Было шесть двадцать, и человеку здравомыслящему в это время полагалось бы поесть чего-нибудь горяченького. Мысль о кофе тоже вдохновляла. Но где здесь можно подкрепиться. Пиркс не знал. Он впервые попал на Агатодемон; до тех пор он обслуживал главный плацдарм на Сырте. Почему атаку на Марс вели одновременно в двух пунктах, разделенных дюжиной тысяч миль? Научные обоснования Пирксу были известны, по он держался своего мнения; впрочем, он не афишировал этот свой скептицизм. Большой Сырт предназначался для термоядерного, а также интеллектронного полигона. Он и выглядел совсем иначе. Некоторые утверждали, что Агатодемон — это Золушка Проекта и что его не раз уже собирались ликвидировать, но пока все еще питают надежды на эту самую замерзшую воду, на гигантские ледники древних эпох, именно здесь где-то залегающие под спекшимся грунтом. Конечно, если бы Проект докопался до местной воды, это было бы подлинным триумфом — ведь пока что каждую каплю возили с Земли, а устройства, которые должны вылавливать водяные пары из атмосферы, второй год доделывали да налаживали, и срок запуска все передвигался.
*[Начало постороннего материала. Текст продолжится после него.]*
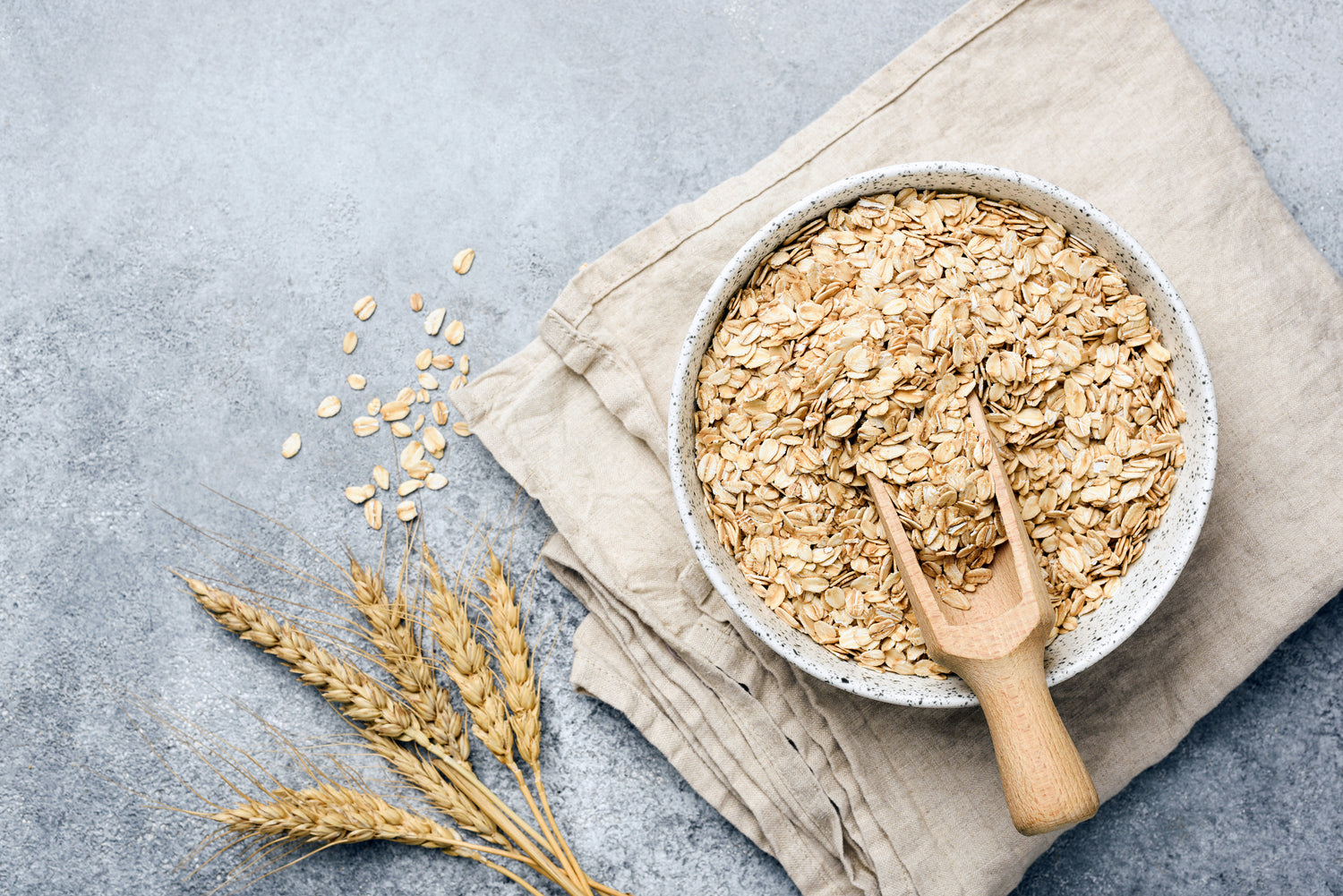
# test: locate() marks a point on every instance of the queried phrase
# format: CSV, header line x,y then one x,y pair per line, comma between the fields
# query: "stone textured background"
x,y
191,198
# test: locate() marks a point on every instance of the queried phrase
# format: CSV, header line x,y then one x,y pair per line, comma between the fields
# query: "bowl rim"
x,y
775,230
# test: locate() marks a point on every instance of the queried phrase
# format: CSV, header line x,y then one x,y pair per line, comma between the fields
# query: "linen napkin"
x,y
851,796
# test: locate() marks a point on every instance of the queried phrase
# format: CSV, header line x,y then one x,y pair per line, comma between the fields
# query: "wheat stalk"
x,y
389,630
346,687
469,667
330,815
414,726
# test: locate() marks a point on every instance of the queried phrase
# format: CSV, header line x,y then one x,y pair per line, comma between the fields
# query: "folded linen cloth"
x,y
856,797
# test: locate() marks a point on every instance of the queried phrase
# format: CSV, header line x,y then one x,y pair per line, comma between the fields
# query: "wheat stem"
x,y
523,700
389,630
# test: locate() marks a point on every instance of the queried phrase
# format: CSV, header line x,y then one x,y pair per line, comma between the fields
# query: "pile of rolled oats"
x,y
853,348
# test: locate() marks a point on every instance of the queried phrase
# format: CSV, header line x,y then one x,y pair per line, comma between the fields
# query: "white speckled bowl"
x,y
1168,547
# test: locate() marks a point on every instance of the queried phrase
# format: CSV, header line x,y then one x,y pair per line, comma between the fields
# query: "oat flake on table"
x,y
853,349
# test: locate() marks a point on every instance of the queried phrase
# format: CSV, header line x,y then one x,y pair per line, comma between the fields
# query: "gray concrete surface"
x,y
191,198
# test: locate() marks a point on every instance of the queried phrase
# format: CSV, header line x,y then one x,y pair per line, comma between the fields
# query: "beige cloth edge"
x,y
595,354
1236,528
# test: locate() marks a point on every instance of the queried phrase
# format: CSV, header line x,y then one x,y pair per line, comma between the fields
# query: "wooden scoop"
x,y
998,648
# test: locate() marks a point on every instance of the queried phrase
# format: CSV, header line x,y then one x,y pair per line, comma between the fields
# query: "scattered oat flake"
x,y
373,514
359,493
410,455
434,442
462,260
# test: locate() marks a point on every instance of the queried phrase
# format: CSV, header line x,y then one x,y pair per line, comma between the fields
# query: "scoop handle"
x,y
1044,778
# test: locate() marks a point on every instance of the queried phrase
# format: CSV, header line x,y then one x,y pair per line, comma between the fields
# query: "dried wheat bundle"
x,y
432,633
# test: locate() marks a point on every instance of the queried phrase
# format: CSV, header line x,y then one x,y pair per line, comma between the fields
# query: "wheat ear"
x,y
346,687
330,815
391,632
441,794
520,692
363,700
467,665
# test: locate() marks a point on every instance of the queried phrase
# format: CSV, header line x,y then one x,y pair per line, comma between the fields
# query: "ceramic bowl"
x,y
1168,547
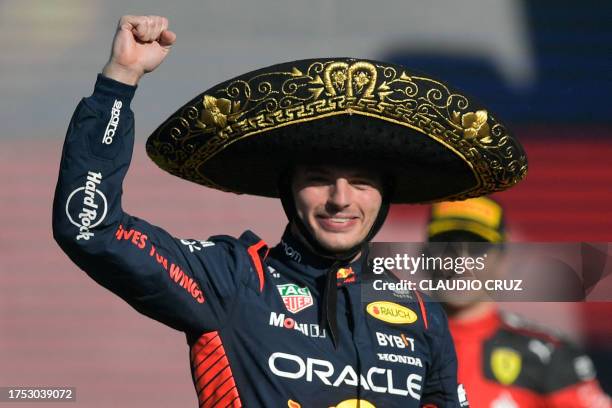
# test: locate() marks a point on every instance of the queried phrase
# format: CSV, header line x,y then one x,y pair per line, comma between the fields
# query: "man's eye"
x,y
362,183
317,179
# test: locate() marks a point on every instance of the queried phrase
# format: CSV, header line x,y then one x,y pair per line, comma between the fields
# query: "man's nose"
x,y
340,194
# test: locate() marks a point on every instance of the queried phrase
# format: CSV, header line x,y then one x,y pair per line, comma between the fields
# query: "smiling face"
x,y
338,205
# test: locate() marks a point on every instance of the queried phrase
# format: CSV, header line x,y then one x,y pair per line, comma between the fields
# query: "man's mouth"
x,y
336,223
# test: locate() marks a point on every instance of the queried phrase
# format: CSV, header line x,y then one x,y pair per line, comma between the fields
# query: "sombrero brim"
x,y
240,136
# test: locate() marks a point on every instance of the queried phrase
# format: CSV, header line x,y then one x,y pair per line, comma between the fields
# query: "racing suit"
x,y
250,314
506,362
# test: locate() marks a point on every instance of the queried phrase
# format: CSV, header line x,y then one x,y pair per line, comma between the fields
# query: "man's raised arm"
x,y
183,283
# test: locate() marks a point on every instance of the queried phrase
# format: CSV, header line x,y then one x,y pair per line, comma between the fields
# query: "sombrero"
x,y
435,142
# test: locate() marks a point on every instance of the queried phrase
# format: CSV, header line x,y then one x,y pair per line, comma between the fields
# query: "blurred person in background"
x,y
283,326
505,361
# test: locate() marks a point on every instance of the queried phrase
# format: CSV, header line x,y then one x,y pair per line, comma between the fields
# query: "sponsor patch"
x,y
345,275
323,372
390,312
307,329
113,122
354,403
86,206
295,298
506,365
194,245
462,396
398,358
391,340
Нет, Марс определенно не имел ничего привлекательного для Пиркса.
В здании было так тихо, словно все куда-то ушли или умерли, и все же Пирксу не хотелось выходить из комнаты. Не хотелось в основном потому, что он постепенно все больше привыкал к одиночеству.
Командир корабля может весь рейс провести одиноко, отъединение от всех, если ему вздумается, — и в одиночестве Пиркс чувствовал себя лучше; после дальнего рейса (сейчас, когда противостояние окончилось, полет к Марсу продолжался более трех месяцев) ему приходилось делать над собой усилие, чтобы сразу и просто войти в скопище чужих людей. А тут он не знал никого, кроме дежурного контролера. Можно пойти к нему на второй этаж, но это будет не слишком тактично. Не годится попусту беспокоить человека, когда он несет вахту. Пиркс судил по себе: он по любил таких незваных гостей.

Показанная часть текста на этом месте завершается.